Chisholm had an influential political career. In 1968, she was elected to Congress from New York City. She served until 1983, when she retired.
In 1972, Chisholm became the first black person to seek the Democratic Presidential nomination. She won 152 delegates. Jesse Jackson called her a "woman of great courage . . . who refused to accept the ordinary." Chisholm described her approach to life by saying, "You don't make progress by standing on the sidelines, whimpering and complaining."

Selected Shirley Chisholm Quotations
• I was the first American citizen to be elected to Congress in spite of the double drawbacks of being female and having skin darkened by melanin. When you put it that way, it sounds like a foolish reason for fame. In a just and free society it would be foolish. That I am a national figure because I was the first person in 192 years to be at once a congressman, black and a woman proves, I think, that our society is not yet either just or free.
• Of my two "handicaps" being female put more obstacles in my path than being black.
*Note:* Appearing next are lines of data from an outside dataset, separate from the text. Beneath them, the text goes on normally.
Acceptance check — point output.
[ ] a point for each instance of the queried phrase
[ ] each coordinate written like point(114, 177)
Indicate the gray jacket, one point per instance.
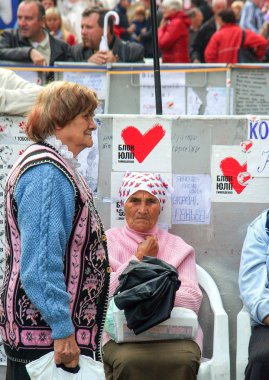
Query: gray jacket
point(13, 47)
point(126, 51)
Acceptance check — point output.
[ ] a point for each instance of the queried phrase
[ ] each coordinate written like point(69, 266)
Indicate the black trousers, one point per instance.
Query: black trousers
point(16, 371)
point(258, 361)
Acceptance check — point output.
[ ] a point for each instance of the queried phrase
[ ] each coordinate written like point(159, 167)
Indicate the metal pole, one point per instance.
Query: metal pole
point(157, 76)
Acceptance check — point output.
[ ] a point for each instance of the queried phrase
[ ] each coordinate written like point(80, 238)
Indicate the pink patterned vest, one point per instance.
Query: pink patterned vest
point(25, 334)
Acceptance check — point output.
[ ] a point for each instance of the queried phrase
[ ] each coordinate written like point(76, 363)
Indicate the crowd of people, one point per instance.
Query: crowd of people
point(208, 32)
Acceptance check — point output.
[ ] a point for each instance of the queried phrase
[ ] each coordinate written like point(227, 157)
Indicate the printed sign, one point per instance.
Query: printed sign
point(191, 199)
point(231, 178)
point(258, 147)
point(117, 211)
point(141, 144)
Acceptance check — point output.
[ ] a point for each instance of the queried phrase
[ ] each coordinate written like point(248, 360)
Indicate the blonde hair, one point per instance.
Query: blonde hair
point(56, 105)
point(172, 4)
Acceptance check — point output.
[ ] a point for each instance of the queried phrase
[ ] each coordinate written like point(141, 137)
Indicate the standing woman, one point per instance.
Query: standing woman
point(56, 281)
point(173, 33)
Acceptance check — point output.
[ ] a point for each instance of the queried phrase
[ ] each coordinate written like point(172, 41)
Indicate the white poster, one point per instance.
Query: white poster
point(257, 146)
point(231, 179)
point(193, 102)
point(117, 212)
point(95, 81)
point(173, 94)
point(216, 99)
point(191, 199)
point(142, 144)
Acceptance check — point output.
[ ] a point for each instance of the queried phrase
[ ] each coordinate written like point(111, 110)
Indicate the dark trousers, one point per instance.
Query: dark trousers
point(16, 371)
point(168, 360)
point(258, 361)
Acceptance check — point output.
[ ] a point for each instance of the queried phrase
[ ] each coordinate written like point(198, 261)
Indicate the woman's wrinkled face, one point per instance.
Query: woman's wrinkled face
point(142, 211)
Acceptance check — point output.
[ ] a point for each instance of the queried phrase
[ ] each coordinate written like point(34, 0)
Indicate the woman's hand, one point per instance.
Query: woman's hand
point(66, 351)
point(148, 247)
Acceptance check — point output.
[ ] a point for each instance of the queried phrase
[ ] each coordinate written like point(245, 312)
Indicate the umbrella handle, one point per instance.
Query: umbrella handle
point(103, 43)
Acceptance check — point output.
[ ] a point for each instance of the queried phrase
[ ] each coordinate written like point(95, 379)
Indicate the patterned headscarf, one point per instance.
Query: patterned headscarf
point(150, 182)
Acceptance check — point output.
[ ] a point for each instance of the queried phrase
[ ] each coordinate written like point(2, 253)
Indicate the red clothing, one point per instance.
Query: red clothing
point(173, 38)
point(224, 44)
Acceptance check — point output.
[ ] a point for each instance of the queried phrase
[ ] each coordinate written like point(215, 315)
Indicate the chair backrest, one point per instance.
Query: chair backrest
point(242, 341)
point(210, 287)
point(218, 366)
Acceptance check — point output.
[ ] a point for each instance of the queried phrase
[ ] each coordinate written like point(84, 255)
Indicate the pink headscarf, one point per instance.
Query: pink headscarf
point(150, 182)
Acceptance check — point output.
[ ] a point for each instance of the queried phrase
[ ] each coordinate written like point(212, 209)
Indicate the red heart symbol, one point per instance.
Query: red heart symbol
point(142, 144)
point(246, 145)
point(231, 169)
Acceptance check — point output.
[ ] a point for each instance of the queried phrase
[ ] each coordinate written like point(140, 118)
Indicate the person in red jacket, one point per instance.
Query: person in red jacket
point(224, 44)
point(173, 33)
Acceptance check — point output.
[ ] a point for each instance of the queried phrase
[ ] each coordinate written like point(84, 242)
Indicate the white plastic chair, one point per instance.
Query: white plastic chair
point(217, 367)
point(243, 335)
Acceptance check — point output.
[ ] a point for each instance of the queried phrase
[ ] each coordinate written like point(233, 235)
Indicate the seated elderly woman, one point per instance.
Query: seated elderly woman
point(144, 196)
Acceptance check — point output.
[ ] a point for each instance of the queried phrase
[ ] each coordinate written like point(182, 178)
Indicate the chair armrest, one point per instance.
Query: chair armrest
point(243, 335)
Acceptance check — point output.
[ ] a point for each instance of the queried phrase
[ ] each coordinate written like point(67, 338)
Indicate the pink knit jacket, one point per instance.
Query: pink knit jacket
point(122, 247)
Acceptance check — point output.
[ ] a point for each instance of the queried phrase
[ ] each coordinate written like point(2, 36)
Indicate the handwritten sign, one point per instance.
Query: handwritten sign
point(258, 154)
point(231, 177)
point(256, 99)
point(191, 199)
point(95, 81)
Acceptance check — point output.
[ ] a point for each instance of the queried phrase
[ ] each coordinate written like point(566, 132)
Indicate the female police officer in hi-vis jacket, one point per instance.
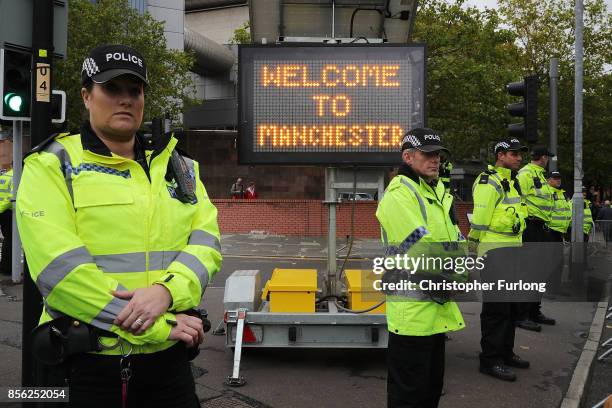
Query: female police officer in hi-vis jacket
point(120, 241)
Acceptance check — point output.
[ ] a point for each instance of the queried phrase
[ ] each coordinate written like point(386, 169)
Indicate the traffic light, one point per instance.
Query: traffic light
point(527, 109)
point(15, 84)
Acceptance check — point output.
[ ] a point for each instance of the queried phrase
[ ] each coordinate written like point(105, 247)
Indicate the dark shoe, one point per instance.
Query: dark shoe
point(542, 319)
point(528, 325)
point(516, 362)
point(499, 371)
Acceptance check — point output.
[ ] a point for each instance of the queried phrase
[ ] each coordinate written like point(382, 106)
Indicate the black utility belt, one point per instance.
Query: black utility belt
point(56, 340)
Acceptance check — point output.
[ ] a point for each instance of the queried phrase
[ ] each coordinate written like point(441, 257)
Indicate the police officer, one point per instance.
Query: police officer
point(6, 204)
point(497, 223)
point(561, 216)
point(445, 175)
point(121, 236)
point(588, 217)
point(539, 200)
point(415, 215)
point(560, 221)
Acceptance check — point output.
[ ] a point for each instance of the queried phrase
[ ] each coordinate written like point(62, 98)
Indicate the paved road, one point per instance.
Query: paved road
point(341, 378)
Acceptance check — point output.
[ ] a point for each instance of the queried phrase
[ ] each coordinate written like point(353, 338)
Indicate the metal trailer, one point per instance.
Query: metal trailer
point(250, 323)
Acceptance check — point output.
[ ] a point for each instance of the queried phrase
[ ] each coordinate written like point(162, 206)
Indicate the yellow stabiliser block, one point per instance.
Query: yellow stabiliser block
point(362, 294)
point(291, 290)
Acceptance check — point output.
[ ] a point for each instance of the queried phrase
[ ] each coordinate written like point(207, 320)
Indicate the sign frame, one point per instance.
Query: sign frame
point(246, 154)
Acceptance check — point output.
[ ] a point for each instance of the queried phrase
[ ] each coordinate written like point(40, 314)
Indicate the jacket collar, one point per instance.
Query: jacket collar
point(503, 172)
point(407, 171)
point(429, 189)
point(537, 167)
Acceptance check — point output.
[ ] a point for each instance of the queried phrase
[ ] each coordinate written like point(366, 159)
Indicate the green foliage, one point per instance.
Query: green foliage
point(242, 35)
point(115, 22)
point(470, 59)
point(473, 54)
point(545, 29)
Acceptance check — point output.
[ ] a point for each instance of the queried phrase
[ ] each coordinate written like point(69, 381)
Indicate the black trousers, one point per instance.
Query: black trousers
point(158, 380)
point(536, 232)
point(497, 331)
point(6, 257)
point(415, 373)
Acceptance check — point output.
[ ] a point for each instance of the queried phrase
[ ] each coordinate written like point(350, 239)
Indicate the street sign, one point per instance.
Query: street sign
point(16, 25)
point(328, 104)
point(15, 88)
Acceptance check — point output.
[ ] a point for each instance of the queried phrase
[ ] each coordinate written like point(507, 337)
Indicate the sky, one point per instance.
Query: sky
point(493, 3)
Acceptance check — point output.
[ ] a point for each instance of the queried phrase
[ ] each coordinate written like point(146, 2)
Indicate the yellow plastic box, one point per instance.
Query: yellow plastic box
point(362, 295)
point(291, 290)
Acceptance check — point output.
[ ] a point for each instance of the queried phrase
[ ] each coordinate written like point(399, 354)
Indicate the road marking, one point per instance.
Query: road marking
point(306, 258)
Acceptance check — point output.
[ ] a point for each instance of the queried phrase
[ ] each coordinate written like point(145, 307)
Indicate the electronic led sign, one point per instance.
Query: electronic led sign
point(340, 104)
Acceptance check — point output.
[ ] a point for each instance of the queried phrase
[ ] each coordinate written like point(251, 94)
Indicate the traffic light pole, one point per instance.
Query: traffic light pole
point(578, 249)
point(40, 129)
point(554, 79)
point(17, 149)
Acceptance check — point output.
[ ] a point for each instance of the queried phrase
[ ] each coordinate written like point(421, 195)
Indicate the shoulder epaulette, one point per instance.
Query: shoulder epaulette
point(484, 178)
point(183, 153)
point(42, 145)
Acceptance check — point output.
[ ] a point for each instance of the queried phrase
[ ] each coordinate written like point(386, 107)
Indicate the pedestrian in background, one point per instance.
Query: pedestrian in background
point(237, 189)
point(115, 243)
point(250, 192)
point(6, 202)
point(416, 218)
point(604, 219)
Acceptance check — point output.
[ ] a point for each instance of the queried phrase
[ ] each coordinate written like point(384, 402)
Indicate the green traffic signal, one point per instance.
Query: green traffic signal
point(13, 101)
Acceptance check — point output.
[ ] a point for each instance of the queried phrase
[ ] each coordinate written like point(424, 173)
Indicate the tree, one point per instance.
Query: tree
point(242, 35)
point(115, 22)
point(469, 61)
point(545, 29)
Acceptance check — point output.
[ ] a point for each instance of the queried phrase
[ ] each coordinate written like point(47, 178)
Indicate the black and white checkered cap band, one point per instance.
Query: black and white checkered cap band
point(90, 67)
point(413, 140)
point(501, 145)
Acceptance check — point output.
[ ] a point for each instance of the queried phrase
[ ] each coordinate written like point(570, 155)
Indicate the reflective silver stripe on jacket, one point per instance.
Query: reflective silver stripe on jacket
point(104, 319)
point(560, 218)
point(62, 155)
point(418, 196)
point(412, 238)
point(201, 237)
point(480, 227)
point(60, 267)
point(161, 260)
point(193, 263)
point(119, 263)
point(541, 207)
point(504, 194)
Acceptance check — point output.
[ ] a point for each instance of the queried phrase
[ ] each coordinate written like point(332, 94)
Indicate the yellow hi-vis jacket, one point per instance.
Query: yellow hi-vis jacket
point(536, 192)
point(587, 221)
point(92, 223)
point(588, 217)
point(561, 217)
point(6, 191)
point(499, 215)
point(414, 217)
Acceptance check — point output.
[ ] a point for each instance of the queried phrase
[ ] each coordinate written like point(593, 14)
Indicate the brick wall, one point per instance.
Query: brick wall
point(305, 217)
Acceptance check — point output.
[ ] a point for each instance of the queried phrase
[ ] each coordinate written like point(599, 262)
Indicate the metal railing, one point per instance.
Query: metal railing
point(602, 232)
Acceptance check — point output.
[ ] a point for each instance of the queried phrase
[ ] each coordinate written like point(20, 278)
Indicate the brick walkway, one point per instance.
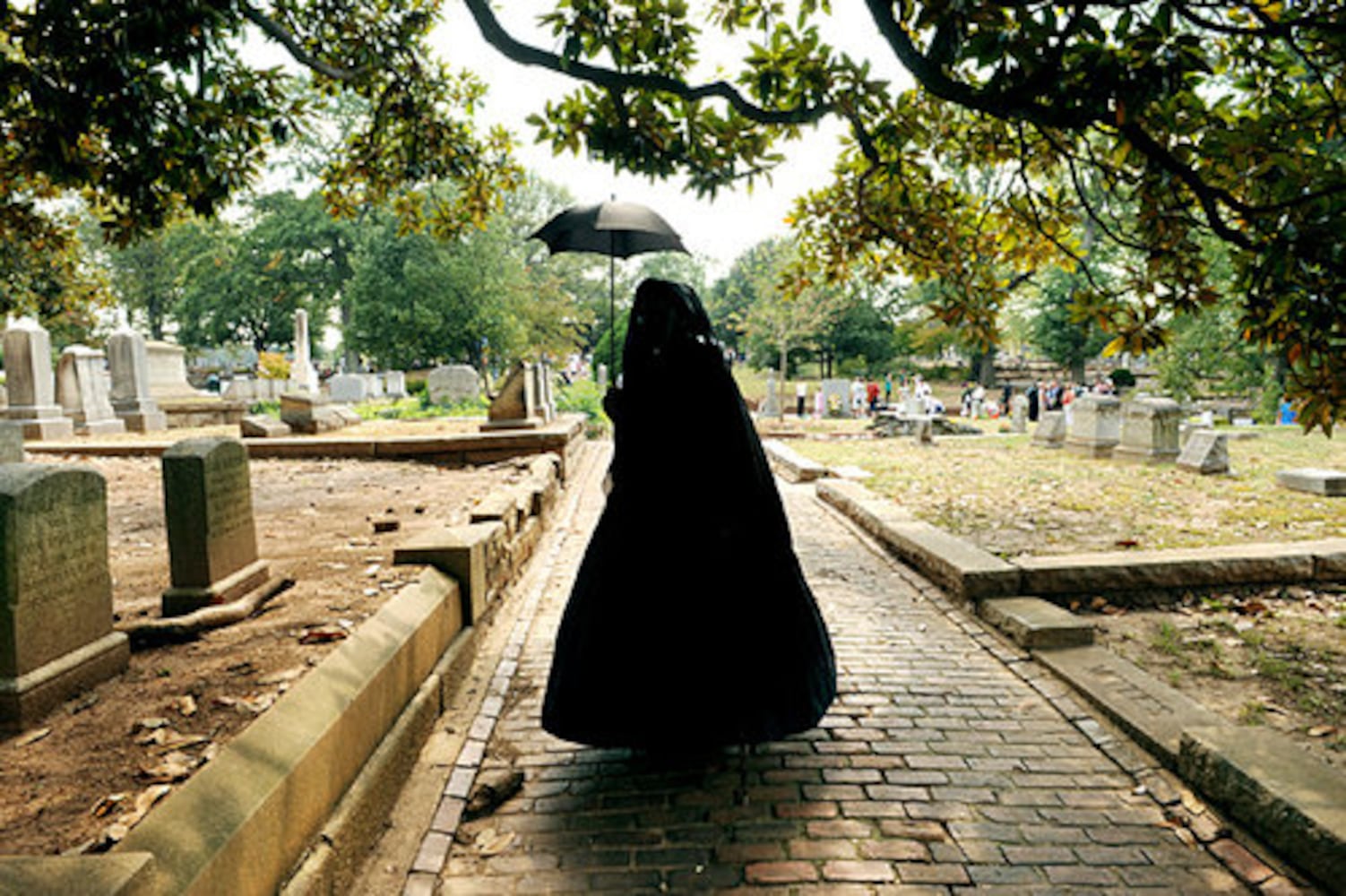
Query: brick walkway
point(948, 763)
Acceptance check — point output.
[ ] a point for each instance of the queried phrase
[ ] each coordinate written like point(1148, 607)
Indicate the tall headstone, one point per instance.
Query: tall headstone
point(56, 590)
point(211, 534)
point(303, 377)
point(82, 392)
point(514, 407)
point(27, 359)
point(1206, 452)
point(1096, 426)
point(1051, 429)
point(1150, 431)
point(453, 383)
point(131, 400)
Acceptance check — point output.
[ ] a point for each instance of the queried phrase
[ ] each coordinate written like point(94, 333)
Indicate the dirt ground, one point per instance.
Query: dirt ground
point(91, 769)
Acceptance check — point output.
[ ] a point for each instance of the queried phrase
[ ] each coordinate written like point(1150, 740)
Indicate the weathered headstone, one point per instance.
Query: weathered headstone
point(516, 404)
point(56, 590)
point(27, 359)
point(1096, 426)
point(772, 407)
point(453, 383)
point(82, 392)
point(1150, 431)
point(131, 400)
point(11, 443)
point(348, 388)
point(303, 377)
point(1051, 429)
point(836, 397)
point(1206, 452)
point(1314, 480)
point(1019, 413)
point(211, 534)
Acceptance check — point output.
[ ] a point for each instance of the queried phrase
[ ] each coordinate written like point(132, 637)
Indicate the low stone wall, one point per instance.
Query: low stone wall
point(244, 823)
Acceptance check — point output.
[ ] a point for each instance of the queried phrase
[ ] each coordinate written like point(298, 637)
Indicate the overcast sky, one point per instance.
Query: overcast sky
point(719, 230)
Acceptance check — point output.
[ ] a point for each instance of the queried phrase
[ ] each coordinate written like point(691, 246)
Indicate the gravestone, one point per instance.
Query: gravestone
point(29, 378)
point(82, 392)
point(772, 407)
point(1051, 429)
point(303, 377)
point(1150, 431)
point(56, 590)
point(211, 534)
point(1096, 426)
point(836, 397)
point(348, 388)
point(1314, 480)
point(131, 400)
point(516, 404)
point(11, 443)
point(1206, 452)
point(453, 383)
point(1019, 413)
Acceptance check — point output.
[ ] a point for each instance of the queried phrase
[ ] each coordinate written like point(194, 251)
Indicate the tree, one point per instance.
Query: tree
point(1216, 118)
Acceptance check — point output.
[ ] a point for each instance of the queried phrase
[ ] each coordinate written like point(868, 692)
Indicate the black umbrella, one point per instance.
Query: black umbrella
point(613, 229)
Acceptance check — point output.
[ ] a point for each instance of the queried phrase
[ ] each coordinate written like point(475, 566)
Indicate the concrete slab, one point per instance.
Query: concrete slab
point(1291, 801)
point(1124, 571)
point(1151, 712)
point(1314, 479)
point(1034, 623)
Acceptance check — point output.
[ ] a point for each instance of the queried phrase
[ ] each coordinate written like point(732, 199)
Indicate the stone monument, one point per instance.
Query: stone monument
point(1096, 428)
point(1206, 452)
point(31, 385)
point(56, 590)
point(82, 392)
point(129, 366)
point(211, 536)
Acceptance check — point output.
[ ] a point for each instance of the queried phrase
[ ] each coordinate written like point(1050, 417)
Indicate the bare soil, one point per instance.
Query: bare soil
point(74, 780)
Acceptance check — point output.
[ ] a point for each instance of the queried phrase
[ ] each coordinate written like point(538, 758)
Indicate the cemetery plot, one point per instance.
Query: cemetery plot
point(112, 751)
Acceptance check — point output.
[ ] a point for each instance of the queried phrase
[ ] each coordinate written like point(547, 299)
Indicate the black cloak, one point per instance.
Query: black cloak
point(689, 623)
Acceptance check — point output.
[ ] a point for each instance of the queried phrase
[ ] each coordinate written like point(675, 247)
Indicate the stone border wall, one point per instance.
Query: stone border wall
point(332, 753)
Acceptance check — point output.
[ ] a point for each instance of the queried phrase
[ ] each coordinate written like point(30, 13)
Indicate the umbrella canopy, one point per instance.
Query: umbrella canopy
point(617, 229)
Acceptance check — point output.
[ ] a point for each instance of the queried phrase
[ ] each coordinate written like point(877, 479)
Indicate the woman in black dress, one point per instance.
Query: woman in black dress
point(689, 623)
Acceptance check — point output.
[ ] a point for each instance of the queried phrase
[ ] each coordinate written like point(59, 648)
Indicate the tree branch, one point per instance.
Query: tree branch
point(613, 80)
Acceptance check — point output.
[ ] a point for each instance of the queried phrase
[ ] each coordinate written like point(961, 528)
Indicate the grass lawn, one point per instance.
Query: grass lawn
point(1013, 498)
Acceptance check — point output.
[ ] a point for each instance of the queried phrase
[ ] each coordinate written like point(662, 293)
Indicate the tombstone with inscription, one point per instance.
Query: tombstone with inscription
point(27, 359)
point(82, 391)
point(131, 400)
point(1051, 429)
point(514, 407)
point(453, 383)
point(56, 590)
point(1096, 426)
point(1206, 452)
point(211, 536)
point(1150, 431)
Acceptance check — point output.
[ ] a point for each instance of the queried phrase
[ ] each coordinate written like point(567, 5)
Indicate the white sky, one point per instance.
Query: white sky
point(720, 230)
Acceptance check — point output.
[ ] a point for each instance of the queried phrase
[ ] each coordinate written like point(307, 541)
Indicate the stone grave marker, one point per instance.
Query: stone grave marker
point(453, 383)
point(56, 590)
point(11, 443)
point(1050, 431)
point(31, 385)
point(82, 392)
point(1206, 452)
point(211, 534)
point(1096, 426)
point(1150, 431)
point(1314, 479)
point(131, 400)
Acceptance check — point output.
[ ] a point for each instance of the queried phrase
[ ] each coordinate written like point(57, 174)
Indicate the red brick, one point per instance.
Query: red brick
point(781, 872)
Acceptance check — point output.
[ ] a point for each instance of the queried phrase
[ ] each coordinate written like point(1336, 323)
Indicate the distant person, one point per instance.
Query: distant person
point(656, 651)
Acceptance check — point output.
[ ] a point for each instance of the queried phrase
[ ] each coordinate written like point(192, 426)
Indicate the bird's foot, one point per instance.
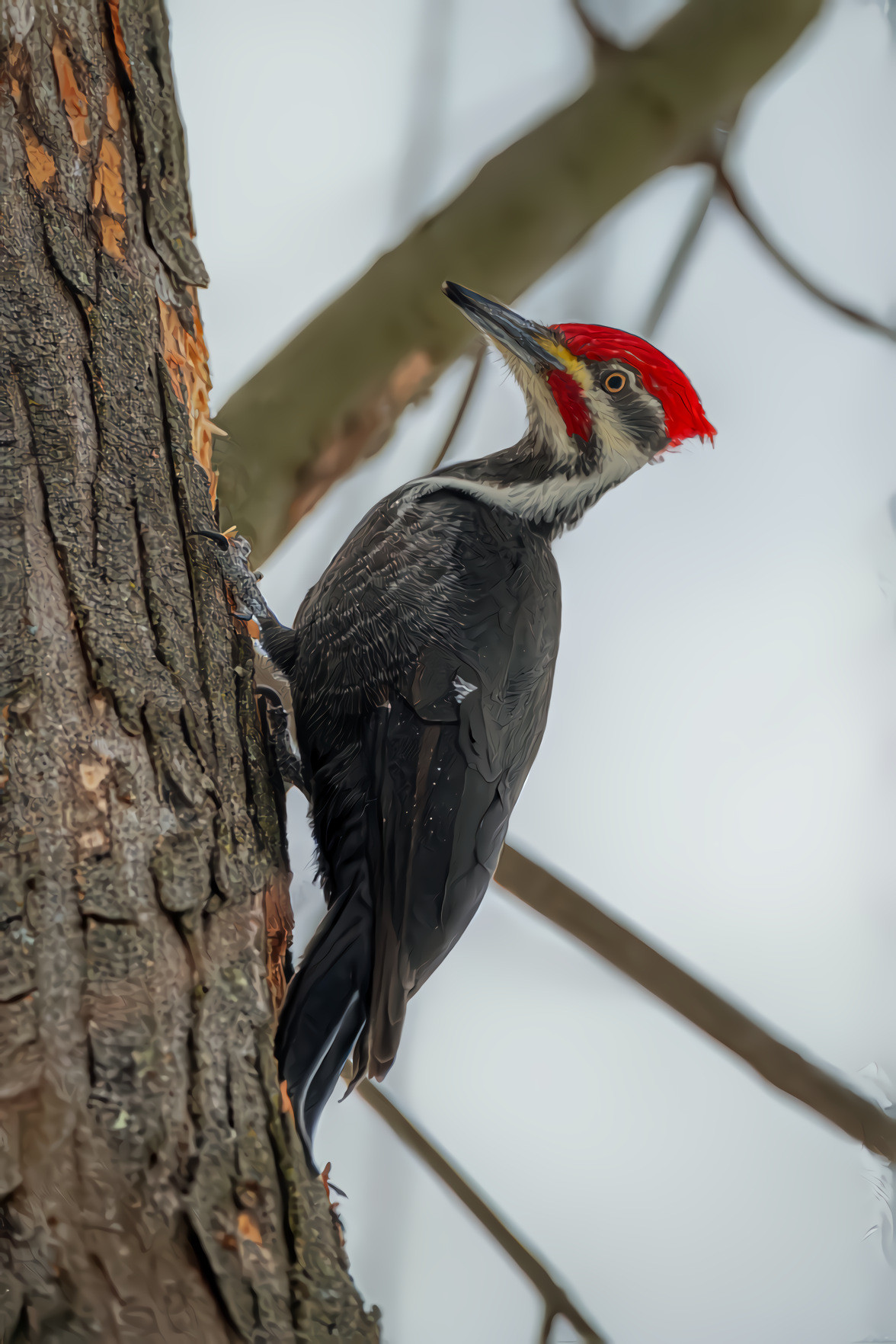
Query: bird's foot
point(328, 1187)
point(232, 558)
point(288, 761)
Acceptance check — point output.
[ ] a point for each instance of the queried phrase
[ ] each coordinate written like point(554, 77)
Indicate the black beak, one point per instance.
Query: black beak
point(505, 327)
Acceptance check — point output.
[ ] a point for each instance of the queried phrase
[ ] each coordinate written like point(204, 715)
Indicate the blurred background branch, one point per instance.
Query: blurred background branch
point(629, 953)
point(334, 394)
point(735, 197)
point(556, 1301)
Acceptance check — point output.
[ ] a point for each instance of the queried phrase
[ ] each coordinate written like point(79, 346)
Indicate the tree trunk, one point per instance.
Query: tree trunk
point(152, 1187)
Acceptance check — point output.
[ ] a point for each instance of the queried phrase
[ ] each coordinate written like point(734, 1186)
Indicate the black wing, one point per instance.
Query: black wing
point(424, 677)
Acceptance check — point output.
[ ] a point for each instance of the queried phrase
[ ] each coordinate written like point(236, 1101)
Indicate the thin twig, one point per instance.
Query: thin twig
point(680, 260)
point(844, 309)
point(555, 1300)
point(461, 410)
point(602, 45)
point(771, 1059)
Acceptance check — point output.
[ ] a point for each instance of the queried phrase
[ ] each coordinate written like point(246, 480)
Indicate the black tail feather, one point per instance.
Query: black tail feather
point(325, 1011)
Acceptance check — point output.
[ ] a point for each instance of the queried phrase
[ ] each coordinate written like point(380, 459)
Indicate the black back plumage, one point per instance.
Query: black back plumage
point(421, 671)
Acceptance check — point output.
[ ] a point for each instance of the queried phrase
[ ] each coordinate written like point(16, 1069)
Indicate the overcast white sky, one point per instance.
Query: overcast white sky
point(720, 763)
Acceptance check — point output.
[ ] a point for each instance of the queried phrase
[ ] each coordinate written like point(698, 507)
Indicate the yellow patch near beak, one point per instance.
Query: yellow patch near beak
point(571, 363)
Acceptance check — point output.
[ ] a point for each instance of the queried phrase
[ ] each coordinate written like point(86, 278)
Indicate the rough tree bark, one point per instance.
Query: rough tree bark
point(152, 1189)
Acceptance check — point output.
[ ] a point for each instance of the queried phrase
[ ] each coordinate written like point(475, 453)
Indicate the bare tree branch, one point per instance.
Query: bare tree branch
point(781, 1066)
point(602, 45)
point(683, 256)
point(465, 401)
point(794, 272)
point(334, 394)
point(556, 1301)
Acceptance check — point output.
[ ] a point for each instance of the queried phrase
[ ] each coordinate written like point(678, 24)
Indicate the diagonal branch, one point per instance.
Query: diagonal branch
point(556, 1303)
point(781, 1066)
point(465, 401)
point(334, 394)
point(855, 315)
point(680, 260)
point(603, 46)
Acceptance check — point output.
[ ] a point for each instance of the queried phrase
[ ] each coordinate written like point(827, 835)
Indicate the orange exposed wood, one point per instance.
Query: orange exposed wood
point(249, 1229)
point(119, 35)
point(73, 98)
point(113, 237)
point(40, 165)
point(187, 360)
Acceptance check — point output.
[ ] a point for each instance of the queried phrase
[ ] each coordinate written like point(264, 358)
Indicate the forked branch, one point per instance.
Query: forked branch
point(556, 1301)
point(855, 315)
point(781, 1066)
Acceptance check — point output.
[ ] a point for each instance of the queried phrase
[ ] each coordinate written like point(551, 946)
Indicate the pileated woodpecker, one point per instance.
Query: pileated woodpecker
point(421, 668)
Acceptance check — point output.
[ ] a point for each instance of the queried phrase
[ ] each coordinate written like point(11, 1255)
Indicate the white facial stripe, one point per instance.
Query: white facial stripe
point(543, 410)
point(565, 495)
point(535, 501)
• My God, what do we want? What does any human being want? Take away an accident of pigmentation of a thin layer of our outer skin and there is no difference between me and anyone else. All we want is for that trivial difference to make no difference.
• Racism is so universal in this country, so widespread and deepseated, that it is invisible because it is so normal.
• We Americans have a chance to become someday a nation in which all racial stocks and classes can exist in their own selfhoods, but meet on a basis of respect and equality and live together, socially, economically, and politically.
• In the end antiblack, antifemale, and all forms of discrimination are equivalent to the same thing - antihumanism.